Ryszard Kapuściński accused of fiction-writing

He has been voted the greatest journalist of the 20th century. In an unparalleled career, Ryszard Kapuściński transformed the humble job of reporting into a literary art, chronicling the wars, coups and bloody revolutions that shook Africa and Latin America in the 1960s and 70s.

But a new book claims that the legendary Polish journalist, who died three years ago aged 74, repeatedly crossed the boundary between reportage and fiction-writing – or, to put it less politely, made stuff up.

In a 600-page biography of the writer published in Poland yesterday, Artur Domoslawski says Kapuściński often strayed from the strict rules of "Anglo-Saxon journalism". He was often inaccurate with details, claiming to have witnessed events he was not present at. On other occasions, Kapuściński invented images to suit his story, departing from reality in the interests of a superior aesthetic truth, Domoslawski claims.

Domoslawski told the Guardian: "Sometimes the literary idea conquered him. In one passage, for example, he writes that the fish in Lake Victoria in Uganda had grown big from feasting on people killed by Idi Amin. It's a colourful and terrifying metaphor. In fact, the fish got larger after eating smaller fish from the Nile."

He added: "Kapuściński was experimenting in journalism.

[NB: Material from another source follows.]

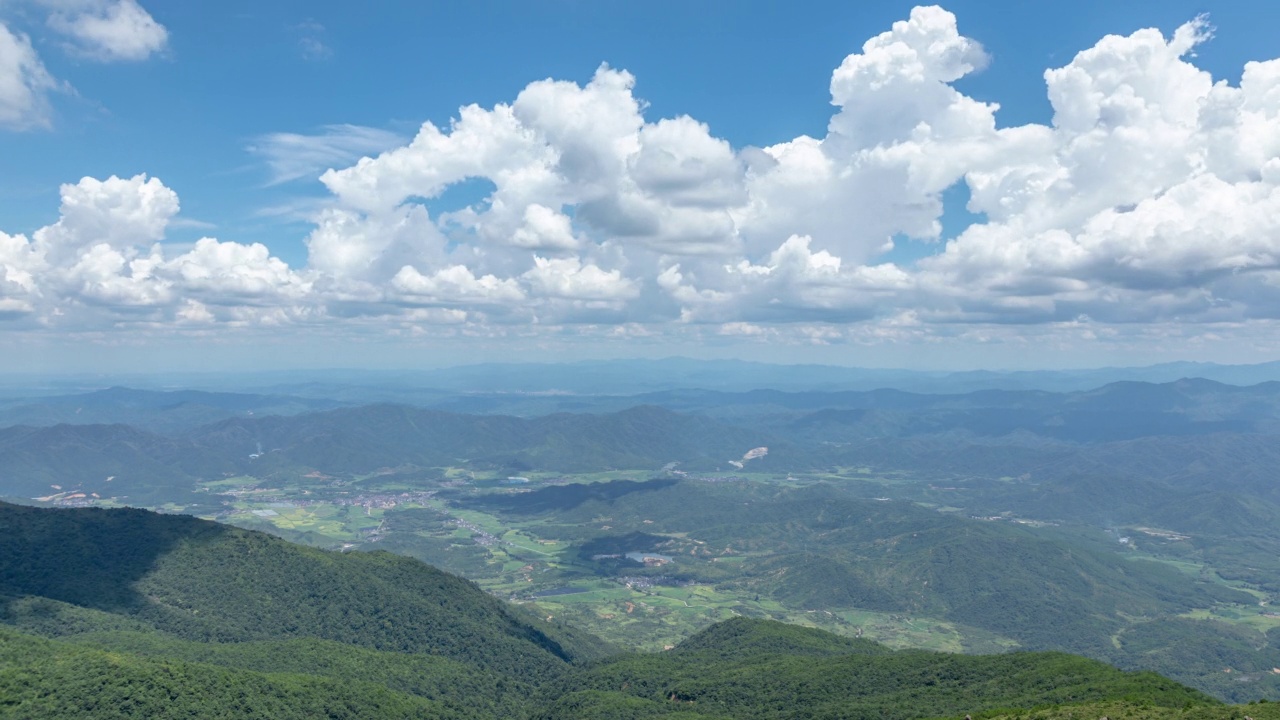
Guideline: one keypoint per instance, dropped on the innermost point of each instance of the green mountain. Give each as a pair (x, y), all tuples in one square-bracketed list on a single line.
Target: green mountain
[(169, 616), (199, 580)]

He wasn't aware he had crossed the line between journalism and literature. I still think his books are wonderful and precious. But ultimately, they belong to fiction."

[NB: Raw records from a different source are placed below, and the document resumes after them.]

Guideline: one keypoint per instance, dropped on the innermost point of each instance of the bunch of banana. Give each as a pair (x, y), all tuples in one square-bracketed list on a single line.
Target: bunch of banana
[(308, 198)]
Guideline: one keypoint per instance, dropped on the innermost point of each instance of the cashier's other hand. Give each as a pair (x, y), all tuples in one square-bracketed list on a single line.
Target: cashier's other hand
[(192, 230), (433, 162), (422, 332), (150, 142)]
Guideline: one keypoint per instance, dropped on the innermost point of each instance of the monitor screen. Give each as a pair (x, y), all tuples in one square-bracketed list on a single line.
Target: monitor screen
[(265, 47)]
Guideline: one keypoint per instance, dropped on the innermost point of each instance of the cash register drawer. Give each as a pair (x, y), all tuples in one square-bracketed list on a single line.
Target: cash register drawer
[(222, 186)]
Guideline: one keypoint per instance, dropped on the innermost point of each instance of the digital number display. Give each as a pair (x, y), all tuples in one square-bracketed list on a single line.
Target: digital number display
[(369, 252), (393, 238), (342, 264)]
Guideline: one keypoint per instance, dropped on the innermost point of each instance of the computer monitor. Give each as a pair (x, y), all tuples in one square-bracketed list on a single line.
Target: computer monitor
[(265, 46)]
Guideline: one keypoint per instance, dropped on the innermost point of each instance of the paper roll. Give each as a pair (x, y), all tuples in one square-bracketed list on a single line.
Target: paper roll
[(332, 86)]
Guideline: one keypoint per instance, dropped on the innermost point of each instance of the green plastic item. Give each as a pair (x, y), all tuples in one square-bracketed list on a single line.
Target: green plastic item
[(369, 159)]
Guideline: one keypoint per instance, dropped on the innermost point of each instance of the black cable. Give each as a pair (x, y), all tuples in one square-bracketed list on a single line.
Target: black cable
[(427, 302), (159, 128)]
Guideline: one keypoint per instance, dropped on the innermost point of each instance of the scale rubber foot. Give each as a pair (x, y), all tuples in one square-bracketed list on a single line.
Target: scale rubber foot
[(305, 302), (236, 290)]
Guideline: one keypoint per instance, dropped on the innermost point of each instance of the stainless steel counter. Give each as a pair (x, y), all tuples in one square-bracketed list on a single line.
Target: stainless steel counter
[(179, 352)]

On another occasion, the writer reported vividly on a massacre in Mexico in 1968. Although he was travelling in Latin America at the time, Kapuściński did not witness it, despite asserting "I was there", Domoslawski alleges.

The biographer, a correspondent with Gazeta Wyborcza, Poland's largest paper, said he did not want to debunk Kapuściński, whom he described as "my mentor". Instead, he said, he sought to start a debate over the relationship between truth and fiction, a biographer and his subject, and how far modern Poland remained haunted by its communist past.

"I think my book is fair. The strange thing is I was writing with sympathy about Kapuściński. I wrote it with big empathy," he said. Kapuściński's widow's, Alicja, however, has violently objected to the biography ...............


Re: Poland's Ryszard Kapuściński accused of fiction-writing

When I first saw Wajda’s Bez Znieczulenia in 1979 I was unaware of Kapuściński but the natives all understood that the character of Jerzy Michalowski was modeled on him. Apparently Agnieszka Holland and Andrzej Wajda were looking for a strong protagonist to be screwed by the system. After 30 years the film still haunts.